Sustainable Development Goals
Story
La plus grande leçon que l'on retiendra de ce projet a été l'importance de l'intégration des connaissances des anciens pêcheurs d'holothuries dans l'élaboration du protocole.
Originaire de Vairao, Perehaina pêche depuis son plus jeune âge. Sa maîtrise des techniques de pêche, varie de la pêche à la traîne à la pêche sous-marine. De 2008 à 2012, il participe aux campagnes de pêche d'holothuries dans le lagon de Vairao. Les holothuries à mamelles étaient les favorites, car elles sont très valorisées en Asie. Par ces années de pêche, Perehaina est devenu un incollable à l'identification de l’espèce, à la caractérisation des zones géomorphologiques propices à leur agrégation et aux techniques de récolte.
Alors que nous travaillions sur la méthode scientifique, il nous a vite été évident que pour optimiser l’étude, il était primordial d’intégrer les connaissances des pêcheurs locaux. C’est ainsi que j’ai demandé de l’aide à Perehaina. Il a accepté d'identifier sur ma carte SHOM format A1 en papier, les sites où, dix ans auparavant, il pêchait des holothuries blanches à mamelles. Il m’a également confié que selon les périodes, les holothuries étaient soit plutôt concentrées vers les abords de passe ou soit dans les chenaux profond à l’intérieur du lagon. Nous avons donc émis l’hypothèse d’une migration selon les périodes de pontes et la phase lunaire. Nous avons essayé d’adapter le protocole pour essayer de vérifier ce phénomène, mais les résultats n’ont pas été suffisants pour être statistiquement viables. Malgré tout, il nous faudra orienter nos prochains projets vers l’étude de cette tendance migratoire pour mieux comprendre l’espèce et mieux la préserver.
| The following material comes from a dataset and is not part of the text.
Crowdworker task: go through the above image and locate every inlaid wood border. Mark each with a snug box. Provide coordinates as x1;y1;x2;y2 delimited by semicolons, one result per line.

Grâce à sa connaissance de la bathymétrie de chaque site, de la puissance des courants et de leur exposition lors des périodes de houle, Perehaina a été d’une aide précieuse lors de l'évaluation des risques en amont du lancement de l’étude. Il a participé à chaque journée de plongée, tout en partageant continuellement son savoir aux plongeurs professionnels.
Intégrer l’expertise des locaux et valoriser le partage des connaissances entre tous les intervenants sur le terrain, sont, à mon sens, les plus grands succès de ce projet.